Federal CIO launches mobile roadmap

White House photo

Federal Chief Information Officer Steven VanRoekel launched an interactive dialogue on government mobile policy on Wednesday that he said would be the first step toward a governmentwide mobile roadmap due out in March.

That roadmap, VanRoekel said, will address a range of issues from ways the government can save money -- such as by buying smartphones in larger quantities -- to serving citizens more effectively through public-facing apps.

It also will include information about building internal mobile applications to help federal field officers, such as U.S. Forest Service workers and Border Patrol agents, do their jobs more efficiently.
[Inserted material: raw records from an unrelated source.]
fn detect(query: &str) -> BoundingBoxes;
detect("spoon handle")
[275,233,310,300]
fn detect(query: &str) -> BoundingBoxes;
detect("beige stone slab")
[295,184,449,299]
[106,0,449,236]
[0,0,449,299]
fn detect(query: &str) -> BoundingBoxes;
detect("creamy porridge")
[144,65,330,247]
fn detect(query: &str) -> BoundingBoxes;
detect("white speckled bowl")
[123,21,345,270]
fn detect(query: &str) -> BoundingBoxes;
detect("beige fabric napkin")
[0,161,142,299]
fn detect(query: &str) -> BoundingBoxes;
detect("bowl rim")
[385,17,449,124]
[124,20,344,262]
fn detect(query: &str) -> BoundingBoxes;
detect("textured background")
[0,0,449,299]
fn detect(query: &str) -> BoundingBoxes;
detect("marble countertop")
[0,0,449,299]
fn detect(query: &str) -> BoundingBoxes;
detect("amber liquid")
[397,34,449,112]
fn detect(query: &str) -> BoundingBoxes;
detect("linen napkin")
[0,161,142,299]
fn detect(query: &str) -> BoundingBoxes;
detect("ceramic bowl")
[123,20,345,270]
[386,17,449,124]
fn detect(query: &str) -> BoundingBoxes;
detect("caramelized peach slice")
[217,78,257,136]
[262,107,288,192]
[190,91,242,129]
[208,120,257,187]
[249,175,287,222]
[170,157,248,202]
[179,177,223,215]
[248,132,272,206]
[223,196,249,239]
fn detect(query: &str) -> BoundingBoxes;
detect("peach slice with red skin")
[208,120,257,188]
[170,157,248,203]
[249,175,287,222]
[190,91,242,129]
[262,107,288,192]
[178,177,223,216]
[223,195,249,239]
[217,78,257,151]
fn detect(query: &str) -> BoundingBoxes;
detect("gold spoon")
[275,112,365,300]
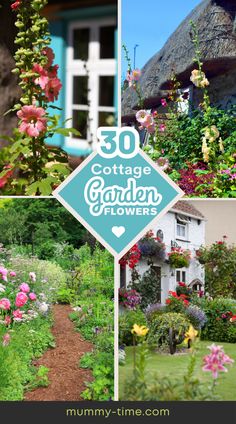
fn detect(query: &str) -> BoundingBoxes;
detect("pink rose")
[15,292,28,308]
[29,293,37,301]
[0,298,11,311]
[19,283,30,293]
[2,333,11,346]
[13,309,23,321]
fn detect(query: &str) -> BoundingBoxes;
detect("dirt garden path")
[25,305,92,401]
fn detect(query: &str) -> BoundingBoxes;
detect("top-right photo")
[121,0,236,198]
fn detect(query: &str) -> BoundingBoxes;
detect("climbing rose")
[13,309,23,321]
[29,293,37,301]
[11,0,21,10]
[202,344,234,379]
[29,272,36,283]
[45,78,62,102]
[32,63,49,90]
[15,292,28,308]
[2,333,11,346]
[0,297,11,311]
[19,283,30,293]
[17,105,47,137]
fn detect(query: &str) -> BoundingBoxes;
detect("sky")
[121,0,201,76]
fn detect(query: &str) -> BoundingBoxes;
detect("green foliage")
[119,309,147,346]
[148,312,189,346]
[131,267,161,309]
[200,297,236,343]
[0,318,54,401]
As things stand now, too many agencies and bureaus are putting time and effort into mobile projects without leveraging each other's gains, he said.

The dialogue will be open for 10 days and the mobile strategy should be out about two months later, VanRoekel said. Within six months, he hopes to introduce new procurement vehicles so agencies can buy smartphones and tablets more efficiently and cheaply.

VanRoekel unveiled the plan on the sidelines of the Consumer Electronics Show in Las Vegas and later in a conference call with reporters.

The General Services Administration's Mobile Gov Project ran a similar dialogue in mid-2011, which focused solely on building government mobile applications. That same team is running the current dialogue and has contributed most suggestions on the page so far.

The dialogue page is designed so anyone can submit ideas and other users can vote the ideas up or down and comment on them.

Federal agencies so far have built or contracted for about 90 public-facing mobile apps with varying degrees of success .

Some agencies also have built internal apps although there's no central database for them.

VanRoekel's office is considering something along the lines of a governmentwide apps store so one agency can adopt or retrofit an app another agency has developed, he said. Apps placed in that store would probably be required to be "device agnostic," he said, so the government wouldn't become overly dependent on a particular provider of mobile devices.